教育

「みんなちがって、みんないい」を実現する教育

投稿日:2018年2月1日 更新日:



金子みすゞさんの有名な詩です。

・・・・・・・・・・
私と小鳥と鈴と

私が兩手を広げても、
お空はちつとも飛べないが、
飛べる小鳥はわたしのやうに、
地面を速くは走れない。

私がからだをゆすつても、
きれいな音は出ないけど、
あの鳴る鈴はわたしのやうに
たくさんな唄は知らないよ。

鈴と、小鳥と、それから私、
みんなちがつて、みんないい。

「さみしい王女 金子みすゞ全集・Ⅲ」より
・・・・・・・・・・・

人権教育によく使われる教材です。
今風にかっこよく言えば「多様性の肯定」でしょうか。

「みんなちがって、みんないい」
学校の先生でこれの意見に反対する人はほとんどいないでしょう。

でも、一方でこの詩のよさを子どもたちに教えながら、
もう一方で、逆のことを子どもたちに押し付けているという現状があります。

「○○君、まだできていないのはあなただけですよ。」
「○○さん、反対しているのはあなただけですよ。
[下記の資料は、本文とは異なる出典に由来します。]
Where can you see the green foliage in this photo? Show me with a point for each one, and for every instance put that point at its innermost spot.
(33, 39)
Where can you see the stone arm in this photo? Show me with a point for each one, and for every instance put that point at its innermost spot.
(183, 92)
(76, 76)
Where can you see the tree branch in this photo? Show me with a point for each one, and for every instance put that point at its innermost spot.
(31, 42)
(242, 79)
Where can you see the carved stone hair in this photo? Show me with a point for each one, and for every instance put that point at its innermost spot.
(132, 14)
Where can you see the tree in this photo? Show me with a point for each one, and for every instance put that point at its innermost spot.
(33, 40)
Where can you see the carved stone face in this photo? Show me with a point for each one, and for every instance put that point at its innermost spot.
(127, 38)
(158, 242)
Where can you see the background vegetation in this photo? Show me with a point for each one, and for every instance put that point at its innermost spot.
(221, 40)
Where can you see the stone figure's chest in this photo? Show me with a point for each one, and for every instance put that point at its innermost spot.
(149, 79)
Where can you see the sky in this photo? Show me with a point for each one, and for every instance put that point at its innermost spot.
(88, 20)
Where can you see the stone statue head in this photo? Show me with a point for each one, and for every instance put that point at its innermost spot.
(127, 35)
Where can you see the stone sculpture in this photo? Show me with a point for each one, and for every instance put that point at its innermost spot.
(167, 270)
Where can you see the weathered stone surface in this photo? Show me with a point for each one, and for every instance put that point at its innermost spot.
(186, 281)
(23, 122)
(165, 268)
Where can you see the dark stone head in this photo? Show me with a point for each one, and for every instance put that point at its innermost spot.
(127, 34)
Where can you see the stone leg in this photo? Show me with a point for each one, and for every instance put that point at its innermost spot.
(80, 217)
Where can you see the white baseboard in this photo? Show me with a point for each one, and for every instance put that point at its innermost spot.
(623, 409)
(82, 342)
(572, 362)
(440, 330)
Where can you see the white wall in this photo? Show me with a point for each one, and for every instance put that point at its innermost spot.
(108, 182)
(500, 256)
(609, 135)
」
こんな言葉が発せられるのは、その子を褒める場面ではありません。

「みんなちがって、みんないい」はずなのに、
みんなとちがう子が叱られている現状があるのです。

残念ながら、先生にとっては
「みんないっしょで、私いい」ことの方が多いのです。
みんなが5分で漢字の書き取りが終えられると、先生は嬉しいです。
みんなが忘れ物をしなかったら、先生は嬉しいです。
みんなが同じようにくつをそろえられたら、先生は嬉しいです。

漢字テストは一律5分と決まっているし、
忘れ物チェックを行うし、
靴箱チェックも行っています。

みんないっしょになるようなシステムになっているのです。



もっと言えば、
「睡眠時間を何時間以上にしよう」
「テレビやゲームの時間は何分までにしよう」
「家庭学習を学年×何分やらせよう」
「掃除の時の服装はこうしよう」
などなど、ありとあらゆる基準を作り、
子どもたちをみんないっしょにしたがります。
その方が指導しやすいからです。

言ってることとやってること、逆ではないですか?

学校があるからこんな本来は意味のないことをやらなければいけない。
全て組織の論理。
そもそもの私たちが大切にするべき、
「子どもの幸せのため」の論理ではないのです。

もっと高い抽象度で考えましょう。

ちょっと話がずれるかもしれませんが、
教育哲学者の苫野一徳さんは、
「自由の相互承認」という概念を提唱されています。

人間は自分が「生きたいように生きたい」と願っている。
だれも、奴隷の生活をしたいと思っている人はいませんよね。
だれもが自由に生きたいという欲望を持っているのです。
私持っているし、あなたも持っている。
私は生きたいように生きるから、あなたも生きたいように生きていいんだよ。

これが「自由の相互承認」です。
私とあなたの意見は違ってもいいのです。
お互いの自由に干渉しない限り。

わたしも自由、あなたも自由
それをお互いに認め合いましょう。
そんな社会って素敵ですよね。

この反対となる考え方が「~すべきである。」という考え方です。

学校にはたくさんあります。
「睡眠時間を何時間以上にすべきである」
「テレビやゲームの時間は何分まですべきである」
「家庭学習を学年×何分すべきである」
「掃除の時の服装はこうすべきである」

それでも、
もっと個に応じた指導をしたい。
もっと子どもの幸せにつながる指導をしたい。
そんな先生もたくさんいると思います。

声を挙げましょう。
「みんなちがってみんないい」の社会を実現するために。